Over 50 years of experience
Clidive emerged from a scuba evening class that started in the mid-1960s. It was run at the Central London Institute (CLI!), which was part of the then Inner London Education Authority (ILEA). Many students were eager to continue with their new passion after their course finished. At first, they ran an informal ‘club’ until, in 1969, they decided to form a ‘special branch’ of BSAC attached to CLI, which officially enabled them to use the CLI dive kit on branch diving trips. The branch and its equipment belonged to the Institute and the membership was drawn from staff and students. The club’s official title was, Central London Institute Branch No. 410, but to its members the club has always been known as CLIDIVE.
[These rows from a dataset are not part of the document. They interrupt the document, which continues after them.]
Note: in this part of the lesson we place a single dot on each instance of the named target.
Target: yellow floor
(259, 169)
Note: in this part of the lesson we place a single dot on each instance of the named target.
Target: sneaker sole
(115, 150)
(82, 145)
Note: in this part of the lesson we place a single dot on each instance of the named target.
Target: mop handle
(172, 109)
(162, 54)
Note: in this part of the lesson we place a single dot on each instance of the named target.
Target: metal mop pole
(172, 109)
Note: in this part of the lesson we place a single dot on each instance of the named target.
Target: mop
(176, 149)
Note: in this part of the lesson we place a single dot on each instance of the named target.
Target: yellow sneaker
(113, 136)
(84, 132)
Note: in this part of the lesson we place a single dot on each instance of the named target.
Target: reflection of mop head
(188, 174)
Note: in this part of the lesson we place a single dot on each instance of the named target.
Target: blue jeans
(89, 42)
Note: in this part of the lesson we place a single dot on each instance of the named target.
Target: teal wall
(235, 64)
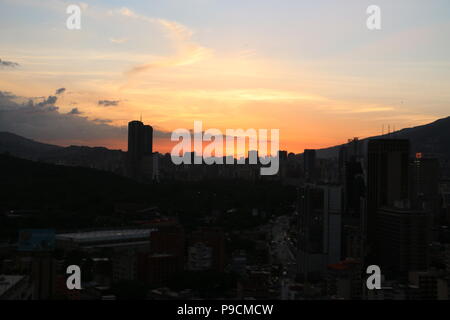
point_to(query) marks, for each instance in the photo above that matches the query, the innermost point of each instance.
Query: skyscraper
(387, 182)
(309, 160)
(140, 149)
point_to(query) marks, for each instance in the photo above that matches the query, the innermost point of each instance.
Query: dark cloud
(8, 64)
(43, 121)
(102, 120)
(60, 91)
(75, 111)
(50, 101)
(7, 95)
(108, 103)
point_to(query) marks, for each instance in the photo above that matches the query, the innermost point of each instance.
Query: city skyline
(309, 70)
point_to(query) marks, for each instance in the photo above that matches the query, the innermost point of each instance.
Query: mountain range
(432, 139)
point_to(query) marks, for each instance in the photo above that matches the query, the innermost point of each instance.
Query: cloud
(108, 103)
(8, 64)
(6, 95)
(43, 121)
(118, 40)
(187, 51)
(102, 120)
(75, 111)
(60, 91)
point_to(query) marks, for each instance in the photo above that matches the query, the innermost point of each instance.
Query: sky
(311, 69)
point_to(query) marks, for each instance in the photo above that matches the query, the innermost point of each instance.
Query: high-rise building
(403, 240)
(387, 182)
(309, 160)
(425, 173)
(140, 150)
(320, 227)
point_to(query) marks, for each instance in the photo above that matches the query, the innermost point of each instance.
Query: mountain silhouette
(432, 139)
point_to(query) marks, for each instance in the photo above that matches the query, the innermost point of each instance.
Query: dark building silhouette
(309, 160)
(425, 173)
(387, 182)
(212, 239)
(140, 150)
(403, 239)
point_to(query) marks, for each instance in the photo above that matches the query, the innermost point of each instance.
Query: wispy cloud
(118, 40)
(8, 64)
(187, 51)
(108, 103)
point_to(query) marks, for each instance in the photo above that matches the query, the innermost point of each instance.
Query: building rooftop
(105, 235)
(7, 282)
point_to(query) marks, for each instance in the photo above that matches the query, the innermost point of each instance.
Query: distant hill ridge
(91, 157)
(432, 138)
In 1988, with the impending abolishment of ILEA and disbanding of many of its institutions, the club faced closure; however, the members voted to continue as an ordinary open branch of BSAC. This meant we became member-owned and anyone could join. But our name, Clidive BSAC 410, maintains the link to our club’s origins.
Ironmonger Row Baths
Ironmonger Row Baths was the original venue for the CLI evening class pool training and has always been the club’s unofficial home. In 2010, Ironmonger Row Baths closed down for refurbishment. The club spent a short time at St Georges Pool in Wapping before moving to the pool at Marshall Street in Soho. In November 2012 we returned to the newly refurbished Ironmonger Row Baths and are proud to be based in one of the best pools in the UK. We have exclusive use of the pool every Thursday from 8.00pm to 9.30pm, use of an office for a classroom from 7.00pm, and a permanent kit cupboard.
Diver Training in the Early Days and Now
As a special branch, the club held theory classes at CLI classrooms, followed by pool work at Ironmonger Row Baths. But in those days it took rather longer to learn to dive. There was an intake of up to forty new members for the new academic year every September, so if you missed the start date, you would have to wait another year to learn to dive! The first three months were spent snorkelling in the pool and the dive kit only came out in January. By the end of the following season the new member would hope to be qualified as a Novice Diver (the equivalent of the Ocean Diver qualification we issue today).
Clidive still trains a lot of divers. In 2018 we were BSAC’s top recruiting club. And we still have the same Thursday evening timetable that they had in 1969, including debriefs and gossip at our second home, The Britannia pub. Luckily for our trainees, these days the theory and pool lessons for introductory Ocean Diver courses take about six weeks, after which a new member can qualify as an Ocean Diver by participating in a set of open water dives by the sea or in a lake over the course of a weekend.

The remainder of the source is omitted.